5.5. Wat betreft de vorderingen onder c. geldt dat [eiser] zelf aan TV Rijnmond zonodig de digitale versies van de uitspraken kan doen toekomen. Bovendien is de kantonrechter, na raadpleging van de website van TV Rijnmond, niet gebleken van zodanige qua inhoud ernstige chatberichten dat een rectificatie door middel van een persbericht vanuit RPZ noodzakelijk is. Deze vordering wordt dus afgewezen.
5.6. De kantonrechter ziet geen aanleiding om aan [eiser] een integrale vergoeding van rechtsbijstand toe te kennen. De vordering sub d. wordt afgewezen.
5.7. Als overwegend in het ongelijk gestelde partij wordt RPZ veroordeeld in de kosten van de procedure. Er is geen wettelijke basis om hierover wettelijke rente toe te wijzen.
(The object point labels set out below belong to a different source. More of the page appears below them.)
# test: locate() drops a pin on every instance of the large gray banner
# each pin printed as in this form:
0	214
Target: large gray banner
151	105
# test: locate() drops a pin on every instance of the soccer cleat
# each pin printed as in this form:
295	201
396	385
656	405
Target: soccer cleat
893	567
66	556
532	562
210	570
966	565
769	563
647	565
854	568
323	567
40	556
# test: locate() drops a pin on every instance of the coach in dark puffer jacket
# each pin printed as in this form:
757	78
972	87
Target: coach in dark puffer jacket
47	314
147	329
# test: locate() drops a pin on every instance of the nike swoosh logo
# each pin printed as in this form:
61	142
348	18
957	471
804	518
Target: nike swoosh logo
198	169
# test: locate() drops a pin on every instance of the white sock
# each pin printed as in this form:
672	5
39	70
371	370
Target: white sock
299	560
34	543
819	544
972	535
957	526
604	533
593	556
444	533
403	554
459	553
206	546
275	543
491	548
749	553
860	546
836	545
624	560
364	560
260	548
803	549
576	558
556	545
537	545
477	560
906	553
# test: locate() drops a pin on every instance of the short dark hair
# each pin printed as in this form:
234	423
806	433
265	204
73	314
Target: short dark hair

rechtdoende als Voorzieningenrechter,
veroordeelt RPZ om de heer [eiser], uitsluitend indien RPZ het verzoek tot ontbinding van de arbeidsovereenkomst intrekt, onvoorwaardelijk in de gelegenheid te stellen de werkzaamheden in de functie van diensthoofd P&O met daarbij behorende taken, bevoegdheden en verantwoordelijkheden te hervatten, zulks op verbeurte van een dwangsom van € 5.000,- voor iedere dag of gedeelte daarvan dat gedaagde in gebreke blijft aan de veroordeling te voldoen, welke dwangsom wordt gemaximeerd op € 100.000,00;
veroordeelt RPZ om op eerste schriftelijke verzoek van de heer [eiser] via intranet dit vonnis en de beschikking in de ontbindingszaak te publiceren, zulks op verbeurte van een dwangsom van € 5.000,- voor iedere dag of gedeelte daarvan dat gedaagde in gebreke blijft aan de veroordeling te voldoen, welke dwangsom wordt gemaximeerd op € 100.000,00;
veroordeelt RPZ in de kosten van de procedure, aan de zijde van de heer [eiser] begroot op
€ 227,93 aan verschotten en op € 500,00 aan salaris gemachtigde,
verklaart dit vonnis tot zover uitvoerbaar bij voorraad,
wijst af het meer of anders gevorderde.
Dit vonnis is gewezen door mr. A.J.J. van Rijen en is uitgesproken ter openbare terechtzitting.